Adobe’s Premiere Pro app is widely used in the television and film industries. The San Jose, California, company is planning this year to add AI-based features to the software, such as the ability to fill in parts of a scene with AI-generated objects or remove distractions from a scene without any tedious manual work from a video editor.

Adobe Firefly

Both those features will rely on Firefly, an AI model that the company has already deployed in its Photoshop software for editing still images. Amid competition from OpenAI, Midjourney, and other startups, the U.S.-based tech monolith has sought to set itself apart by training its Firefly system data it has full rights to and offering indemnity to users against copyright claims.

Adobe’s Plan Is in Motion

But Adobe also said on Monday that it is developing a way to let its users tap third-party tools from OpenAI, as well as startups Runway and Pika Labs, to generate and use video within Premiere Pro.
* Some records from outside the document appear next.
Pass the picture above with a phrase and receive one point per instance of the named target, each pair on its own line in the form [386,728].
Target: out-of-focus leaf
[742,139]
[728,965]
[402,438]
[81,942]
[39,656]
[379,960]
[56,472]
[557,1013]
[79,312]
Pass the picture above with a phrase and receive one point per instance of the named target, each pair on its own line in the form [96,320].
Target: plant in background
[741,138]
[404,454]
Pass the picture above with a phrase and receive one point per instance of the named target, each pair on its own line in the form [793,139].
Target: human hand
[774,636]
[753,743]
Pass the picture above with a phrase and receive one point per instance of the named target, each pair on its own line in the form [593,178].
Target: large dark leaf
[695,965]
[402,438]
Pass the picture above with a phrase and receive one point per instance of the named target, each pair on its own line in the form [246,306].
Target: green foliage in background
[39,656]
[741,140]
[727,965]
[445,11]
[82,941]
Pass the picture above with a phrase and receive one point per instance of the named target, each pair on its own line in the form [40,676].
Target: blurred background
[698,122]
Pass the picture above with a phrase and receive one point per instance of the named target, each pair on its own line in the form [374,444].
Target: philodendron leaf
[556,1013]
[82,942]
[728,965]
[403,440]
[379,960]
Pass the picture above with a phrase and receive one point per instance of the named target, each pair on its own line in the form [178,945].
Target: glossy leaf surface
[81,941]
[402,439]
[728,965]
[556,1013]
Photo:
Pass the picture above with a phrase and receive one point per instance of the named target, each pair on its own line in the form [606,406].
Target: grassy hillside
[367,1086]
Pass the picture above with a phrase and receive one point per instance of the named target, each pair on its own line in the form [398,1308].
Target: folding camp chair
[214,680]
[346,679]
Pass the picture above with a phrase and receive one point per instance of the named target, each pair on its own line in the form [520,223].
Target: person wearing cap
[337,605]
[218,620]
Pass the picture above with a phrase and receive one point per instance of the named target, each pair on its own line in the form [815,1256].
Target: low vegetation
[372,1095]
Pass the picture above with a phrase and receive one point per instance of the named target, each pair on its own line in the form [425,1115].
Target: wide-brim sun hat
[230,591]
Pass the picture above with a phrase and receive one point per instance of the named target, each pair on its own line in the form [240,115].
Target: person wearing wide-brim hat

The move could help the company, whose shares have fallen about 20% this year, address Wall Street’s concerns that AI tools for generating images and videos put its core businesses at risk.

OpenAI has demonstrated its Sora model generating realistic videos based on text prompts but has not made the technology public or given a timeline for when it will be available. Adobe, which released a demonstration of Sora being used to generate video in Premiere Pro, described the demonstration as an “experiment” and gave no timeline for when it would become available.

Sora

Deepa Subramaniam, Adobe’s Vice President of Product Marketing for Creative Professional Apps, said that Adobe has not yet settled how revenue generated by third-party AI tools used on its software platform will be split up between Adobe and outside developers.

But Subramaniam said that Adobe users will be alerted when they are not using Adobe’s “commercially safe” AI models and that all videos produced by Premiere Pro will indicate clearly which AI technology was used to create them.

“Our industry-leading AI ethics approach and the human bias work that we do, none of that’s going away,” Subramaniam told Reuters. “We’re really excited to do is explore a world where you can have more choice beyond that through third-party models.”